Finally Dancing to a Good Beat

Welcome to the Ballroom has up until this point been a pretty and hollow show, but this week’s episode may have given the series a path to excellence.

It doesn’t start out that way, however. We learn that the mysterious redhead Hiyama Chinatsu (voiced by Akasaki Chinatsu) has cultivated a complicated relationship with ballroom dance, at one point stalking her favorite dancing couple at a competition and at another point chiding Tatara at school for his chosen sport. Chinatsu may be developing too quickly as a character, however. She has manic-pixie tendencies and potentially some queer traits, but these characteristics change too suddenly for the audience to discern what kind of personality she has. She’s no longer mysterious, but rather a mess of details that have yet to be woven together.

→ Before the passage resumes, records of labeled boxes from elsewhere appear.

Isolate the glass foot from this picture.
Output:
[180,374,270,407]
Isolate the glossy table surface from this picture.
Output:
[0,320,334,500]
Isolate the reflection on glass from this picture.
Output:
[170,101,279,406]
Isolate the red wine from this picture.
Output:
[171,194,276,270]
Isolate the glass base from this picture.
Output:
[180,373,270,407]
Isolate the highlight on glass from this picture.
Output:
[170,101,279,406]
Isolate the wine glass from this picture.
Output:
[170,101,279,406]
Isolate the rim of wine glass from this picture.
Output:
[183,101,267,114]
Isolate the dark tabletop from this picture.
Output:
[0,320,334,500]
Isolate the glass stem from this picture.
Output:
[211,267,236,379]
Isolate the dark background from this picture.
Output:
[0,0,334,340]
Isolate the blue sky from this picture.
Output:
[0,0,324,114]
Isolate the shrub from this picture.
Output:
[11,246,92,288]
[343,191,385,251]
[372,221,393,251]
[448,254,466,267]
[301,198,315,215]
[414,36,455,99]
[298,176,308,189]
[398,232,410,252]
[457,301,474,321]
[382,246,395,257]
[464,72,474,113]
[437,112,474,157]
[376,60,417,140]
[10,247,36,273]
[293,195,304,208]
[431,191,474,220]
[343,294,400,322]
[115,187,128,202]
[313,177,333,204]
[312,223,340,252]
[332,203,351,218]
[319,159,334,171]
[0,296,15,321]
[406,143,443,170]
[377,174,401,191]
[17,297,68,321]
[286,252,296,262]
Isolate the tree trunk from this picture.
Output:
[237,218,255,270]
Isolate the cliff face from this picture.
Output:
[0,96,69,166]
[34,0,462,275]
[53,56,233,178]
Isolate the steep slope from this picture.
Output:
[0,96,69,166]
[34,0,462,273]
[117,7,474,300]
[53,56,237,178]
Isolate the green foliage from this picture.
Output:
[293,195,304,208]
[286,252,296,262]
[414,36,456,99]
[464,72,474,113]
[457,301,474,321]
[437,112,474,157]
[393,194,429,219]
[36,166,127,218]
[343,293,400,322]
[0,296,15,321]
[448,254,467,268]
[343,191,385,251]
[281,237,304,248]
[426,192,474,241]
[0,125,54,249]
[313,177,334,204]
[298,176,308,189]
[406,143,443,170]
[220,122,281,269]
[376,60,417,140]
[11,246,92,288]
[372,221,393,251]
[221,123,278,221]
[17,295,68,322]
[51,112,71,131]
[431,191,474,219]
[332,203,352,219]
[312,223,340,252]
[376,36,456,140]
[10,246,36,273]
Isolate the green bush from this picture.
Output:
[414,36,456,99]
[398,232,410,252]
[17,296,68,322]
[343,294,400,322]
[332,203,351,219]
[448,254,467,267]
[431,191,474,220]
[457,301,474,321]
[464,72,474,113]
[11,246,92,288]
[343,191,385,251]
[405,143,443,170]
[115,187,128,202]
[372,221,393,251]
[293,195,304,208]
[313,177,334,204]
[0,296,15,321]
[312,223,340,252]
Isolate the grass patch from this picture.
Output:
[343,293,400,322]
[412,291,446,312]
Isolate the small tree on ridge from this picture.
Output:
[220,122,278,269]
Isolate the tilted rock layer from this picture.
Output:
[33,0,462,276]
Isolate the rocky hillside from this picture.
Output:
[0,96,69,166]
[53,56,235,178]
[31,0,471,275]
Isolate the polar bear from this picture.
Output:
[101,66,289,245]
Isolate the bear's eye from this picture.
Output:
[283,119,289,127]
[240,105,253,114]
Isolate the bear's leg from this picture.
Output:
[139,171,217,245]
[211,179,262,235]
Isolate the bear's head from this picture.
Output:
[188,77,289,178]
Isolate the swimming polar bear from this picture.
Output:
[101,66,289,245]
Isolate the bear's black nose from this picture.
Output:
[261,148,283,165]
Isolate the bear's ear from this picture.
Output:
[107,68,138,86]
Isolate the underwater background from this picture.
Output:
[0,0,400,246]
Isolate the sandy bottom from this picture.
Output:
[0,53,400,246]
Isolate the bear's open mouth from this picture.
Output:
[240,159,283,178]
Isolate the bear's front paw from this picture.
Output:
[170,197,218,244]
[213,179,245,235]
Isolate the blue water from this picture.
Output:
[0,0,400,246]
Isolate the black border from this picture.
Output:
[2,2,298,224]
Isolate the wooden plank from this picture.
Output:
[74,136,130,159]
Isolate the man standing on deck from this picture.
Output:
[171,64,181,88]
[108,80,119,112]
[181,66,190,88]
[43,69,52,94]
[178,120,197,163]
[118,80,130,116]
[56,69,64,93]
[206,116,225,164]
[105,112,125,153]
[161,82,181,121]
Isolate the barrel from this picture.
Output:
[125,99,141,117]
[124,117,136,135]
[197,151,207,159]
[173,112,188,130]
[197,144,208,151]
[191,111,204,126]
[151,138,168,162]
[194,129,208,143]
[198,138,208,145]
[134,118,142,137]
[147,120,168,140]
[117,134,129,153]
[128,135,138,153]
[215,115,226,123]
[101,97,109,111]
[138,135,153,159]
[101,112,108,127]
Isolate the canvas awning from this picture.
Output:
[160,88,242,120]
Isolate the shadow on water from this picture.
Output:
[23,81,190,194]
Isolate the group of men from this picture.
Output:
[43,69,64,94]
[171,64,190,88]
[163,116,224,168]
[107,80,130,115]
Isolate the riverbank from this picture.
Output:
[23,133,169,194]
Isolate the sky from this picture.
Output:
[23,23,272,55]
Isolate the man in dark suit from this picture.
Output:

Speaking of messy, the story revisits some of its worst tendencies from early in the season. The once portly Banba has lost an entire human’s worth of weight in just a few months, suddenly making her a sex object in a show that doesn’t mind showing skin. Sengoku and his partner Hongo also engage in slapstick humor that should’ve been discarded after episode two. Hyodo’s reappearance into the competitive spotlight marks the episode’s most disappointing fifteen seconds, considering we don’t see anything but a few frames of the show’s most interesting redhead.  “Matchmaking” starts shakily, to say the least.

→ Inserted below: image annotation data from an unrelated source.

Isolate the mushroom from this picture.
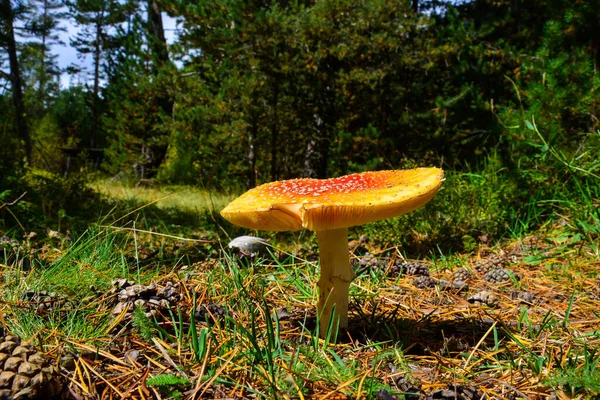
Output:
[221,168,444,337]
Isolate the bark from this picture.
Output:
[271,82,279,181]
[0,0,32,165]
[302,113,329,178]
[246,118,258,189]
[90,17,104,149]
[145,0,173,178]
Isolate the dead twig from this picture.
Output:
[0,192,27,214]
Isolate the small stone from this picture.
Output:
[111,302,131,316]
[227,236,273,259]
[352,253,383,276]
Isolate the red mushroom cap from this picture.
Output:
[221,168,444,231]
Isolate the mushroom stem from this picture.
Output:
[317,228,356,337]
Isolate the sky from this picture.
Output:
[52,13,177,88]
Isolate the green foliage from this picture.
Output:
[544,346,600,397]
[146,374,191,399]
[132,307,156,341]
[361,154,528,252]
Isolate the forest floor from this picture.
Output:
[0,182,600,400]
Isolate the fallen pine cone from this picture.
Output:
[0,335,64,400]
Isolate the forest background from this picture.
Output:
[0,0,600,252]
[0,0,600,399]
[0,0,600,219]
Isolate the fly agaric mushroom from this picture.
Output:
[221,168,444,337]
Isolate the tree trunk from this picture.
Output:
[246,118,258,190]
[0,0,32,165]
[146,0,173,178]
[90,12,104,149]
[271,82,279,181]
[302,113,329,178]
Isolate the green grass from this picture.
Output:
[92,179,234,213]
[0,159,600,399]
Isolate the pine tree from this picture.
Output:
[0,0,32,165]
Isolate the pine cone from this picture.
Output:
[412,275,437,289]
[194,303,227,324]
[0,335,63,400]
[467,290,499,307]
[473,255,507,274]
[452,267,473,282]
[483,268,512,283]
[351,253,382,276]
[111,279,181,319]
[21,290,69,315]
[388,261,429,277]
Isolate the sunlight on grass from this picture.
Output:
[92,180,235,212]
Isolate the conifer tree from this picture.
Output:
[0,0,33,165]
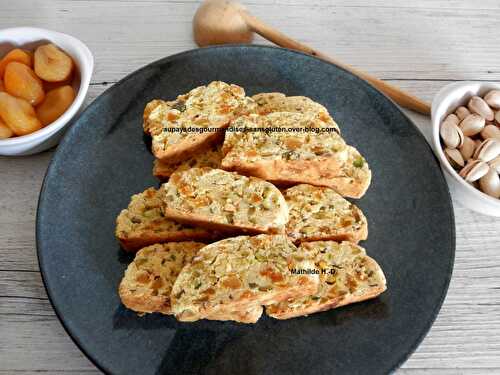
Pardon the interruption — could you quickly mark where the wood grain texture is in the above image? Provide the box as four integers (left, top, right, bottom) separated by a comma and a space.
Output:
0, 0, 500, 375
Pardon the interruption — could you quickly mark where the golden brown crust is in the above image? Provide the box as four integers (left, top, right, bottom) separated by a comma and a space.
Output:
153, 142, 222, 181
172, 235, 318, 321
118, 242, 205, 314
115, 188, 221, 251
283, 184, 368, 243
266, 241, 387, 319
161, 168, 288, 233
252, 92, 340, 133
221, 112, 371, 198
143, 81, 254, 163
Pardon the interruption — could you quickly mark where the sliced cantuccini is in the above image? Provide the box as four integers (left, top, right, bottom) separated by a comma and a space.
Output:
222, 112, 369, 197
252, 92, 340, 133
266, 241, 387, 319
143, 81, 254, 163
283, 184, 368, 243
118, 242, 205, 314
115, 188, 220, 251
118, 242, 262, 323
161, 168, 288, 233
171, 235, 319, 321
153, 143, 222, 181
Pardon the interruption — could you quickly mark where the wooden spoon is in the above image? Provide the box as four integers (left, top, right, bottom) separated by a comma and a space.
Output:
193, 0, 431, 115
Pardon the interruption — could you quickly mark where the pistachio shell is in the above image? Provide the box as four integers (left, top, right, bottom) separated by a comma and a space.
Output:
459, 160, 490, 182
473, 138, 500, 162
481, 125, 500, 140
467, 96, 495, 121
488, 156, 500, 174
444, 148, 465, 169
439, 121, 464, 148
455, 106, 470, 121
460, 113, 486, 137
444, 113, 460, 125
479, 168, 500, 198
484, 90, 500, 109
460, 137, 476, 161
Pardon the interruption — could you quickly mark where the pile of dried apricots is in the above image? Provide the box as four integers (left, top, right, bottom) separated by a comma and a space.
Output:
0, 44, 75, 139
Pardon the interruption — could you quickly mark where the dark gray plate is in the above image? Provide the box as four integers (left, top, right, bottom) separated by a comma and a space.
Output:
37, 46, 455, 375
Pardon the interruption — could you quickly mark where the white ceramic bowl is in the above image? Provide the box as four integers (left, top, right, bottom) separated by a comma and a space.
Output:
432, 82, 500, 217
0, 27, 94, 155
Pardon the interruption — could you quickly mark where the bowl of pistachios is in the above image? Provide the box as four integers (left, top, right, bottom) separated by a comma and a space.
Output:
432, 82, 500, 217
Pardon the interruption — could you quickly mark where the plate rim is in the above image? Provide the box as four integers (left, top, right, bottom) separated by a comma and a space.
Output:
35, 44, 456, 374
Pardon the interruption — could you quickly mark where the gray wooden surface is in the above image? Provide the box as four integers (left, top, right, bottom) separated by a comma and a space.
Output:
0, 0, 500, 375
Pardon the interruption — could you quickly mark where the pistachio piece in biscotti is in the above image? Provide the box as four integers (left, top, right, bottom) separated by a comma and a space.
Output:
118, 242, 205, 314
161, 168, 288, 234
283, 184, 368, 243
171, 234, 319, 321
115, 188, 220, 251
153, 143, 222, 181
143, 81, 254, 163
222, 112, 371, 198
118, 242, 262, 323
266, 241, 387, 319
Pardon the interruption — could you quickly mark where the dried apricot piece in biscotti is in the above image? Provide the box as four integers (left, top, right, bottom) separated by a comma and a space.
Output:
0, 48, 33, 78
4, 61, 45, 105
0, 120, 14, 139
0, 92, 42, 135
35, 44, 73, 82
36, 85, 75, 126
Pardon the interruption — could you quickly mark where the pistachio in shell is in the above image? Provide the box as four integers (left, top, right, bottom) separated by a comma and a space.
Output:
473, 138, 500, 162
455, 106, 470, 121
479, 168, 500, 198
488, 156, 500, 174
444, 113, 460, 125
481, 125, 500, 140
484, 90, 500, 109
444, 147, 465, 169
459, 136, 476, 161
467, 96, 495, 121
460, 113, 486, 137
459, 159, 490, 182
439, 120, 464, 148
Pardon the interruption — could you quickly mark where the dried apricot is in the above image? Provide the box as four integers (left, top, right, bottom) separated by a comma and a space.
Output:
0, 48, 33, 78
35, 44, 73, 82
42, 72, 75, 92
36, 85, 75, 126
0, 120, 14, 139
0, 92, 42, 135
4, 61, 45, 105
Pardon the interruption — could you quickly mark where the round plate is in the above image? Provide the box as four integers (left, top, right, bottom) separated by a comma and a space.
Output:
37, 46, 455, 375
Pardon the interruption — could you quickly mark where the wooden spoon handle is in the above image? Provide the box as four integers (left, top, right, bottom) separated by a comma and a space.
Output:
241, 10, 431, 115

And then everything suddenly clicks in the third act

Welcome to the Ballroom anime review episode 13
(Photo Credit: http://ballroom-official.jp/story/ep13/)

Chinatsu accepts Tatara’s second invitation to a couple’s practice but soon discovers that Tatara’s inexperience dooms their connection (“I’m not feeling your lead,” she says). So on a whim, Sengoku instructs Tatara and Chinatsu to switch positions, with Chinatsu leading and Tatara following (though a flirty whisper in Chinatsu’s ear suggests he knows something we don’t about her). Tatara gets a quick posture lesson from Hongo, accepts Chinatsu’s lead, and they dance. And it works.

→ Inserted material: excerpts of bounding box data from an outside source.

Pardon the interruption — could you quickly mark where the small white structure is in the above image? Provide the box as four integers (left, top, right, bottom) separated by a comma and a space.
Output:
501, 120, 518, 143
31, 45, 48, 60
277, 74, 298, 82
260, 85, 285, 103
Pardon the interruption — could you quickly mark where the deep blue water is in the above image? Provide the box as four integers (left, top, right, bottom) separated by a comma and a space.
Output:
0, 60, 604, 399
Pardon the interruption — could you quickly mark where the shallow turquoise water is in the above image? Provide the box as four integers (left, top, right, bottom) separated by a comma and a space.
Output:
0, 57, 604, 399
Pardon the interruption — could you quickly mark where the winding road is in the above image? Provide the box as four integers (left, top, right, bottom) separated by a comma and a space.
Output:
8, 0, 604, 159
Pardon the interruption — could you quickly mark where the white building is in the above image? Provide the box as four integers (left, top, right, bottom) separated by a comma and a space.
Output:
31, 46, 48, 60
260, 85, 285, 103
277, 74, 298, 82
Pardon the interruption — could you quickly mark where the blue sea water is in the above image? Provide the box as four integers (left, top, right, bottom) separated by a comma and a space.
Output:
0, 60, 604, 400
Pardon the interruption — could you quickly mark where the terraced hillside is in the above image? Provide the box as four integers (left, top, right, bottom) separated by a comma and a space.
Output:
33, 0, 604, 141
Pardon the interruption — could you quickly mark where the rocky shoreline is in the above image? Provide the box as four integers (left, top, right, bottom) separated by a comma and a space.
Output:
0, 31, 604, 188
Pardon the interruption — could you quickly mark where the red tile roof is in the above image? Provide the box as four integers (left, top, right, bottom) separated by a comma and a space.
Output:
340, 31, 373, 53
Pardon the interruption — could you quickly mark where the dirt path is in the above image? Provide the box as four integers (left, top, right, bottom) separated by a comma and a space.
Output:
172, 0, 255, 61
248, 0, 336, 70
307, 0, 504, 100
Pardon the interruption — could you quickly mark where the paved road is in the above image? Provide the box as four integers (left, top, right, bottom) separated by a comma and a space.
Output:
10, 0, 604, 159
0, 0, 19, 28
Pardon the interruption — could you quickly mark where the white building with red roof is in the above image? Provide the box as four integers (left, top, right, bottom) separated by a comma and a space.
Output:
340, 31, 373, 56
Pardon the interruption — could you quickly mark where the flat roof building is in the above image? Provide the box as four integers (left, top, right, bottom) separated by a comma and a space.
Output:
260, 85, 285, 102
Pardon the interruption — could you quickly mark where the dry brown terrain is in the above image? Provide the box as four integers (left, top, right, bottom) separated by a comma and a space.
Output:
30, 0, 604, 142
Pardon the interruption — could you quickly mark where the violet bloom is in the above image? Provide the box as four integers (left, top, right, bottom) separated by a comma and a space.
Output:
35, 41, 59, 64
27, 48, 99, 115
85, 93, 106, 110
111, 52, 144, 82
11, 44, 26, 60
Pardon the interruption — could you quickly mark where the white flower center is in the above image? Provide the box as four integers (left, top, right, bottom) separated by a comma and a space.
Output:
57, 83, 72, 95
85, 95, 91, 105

A gender role-reversal that makes as much sense as Chinatsu and Tatara requires an entire season’s worth of setup. We know that Tatara excels not with natural talent, but with an expert ability to replicate other dancers, allowing us to accept Tatara as a follower, not a leader. It’s this sort of trickery that has suddenly given Ballroom a worthwhile cause.

In a sport as needlessly patronizing as ballroom dance, that a show about ballroom dance has decided to challenge its inherent gender roles marks a potentially groundbreaking commentary. Yuri!!! on Ice caused a stir in the figure skating world by normalizing its characters queerness, and Ballroom may embark on something even riskier. By questioning the construct of men as leaders and women as followers, Ballroom might just criticize the entire foundation of ballroom dance, a sport it reveres through its caring and excellent animation.

Of course, the show might also revert to the heteronormative storyline it followed in the first half of the season (no spoilers please, manga readers), and they can hardly be blamed if they do. Having Chinatsu lead and Tatara follow represents a high-risk, high-reward scenario, and Ballroom hasn’t taken many risks up to this point. But if they pull it off, those Yuri comparisons whispered about before the first episode might start to get traction.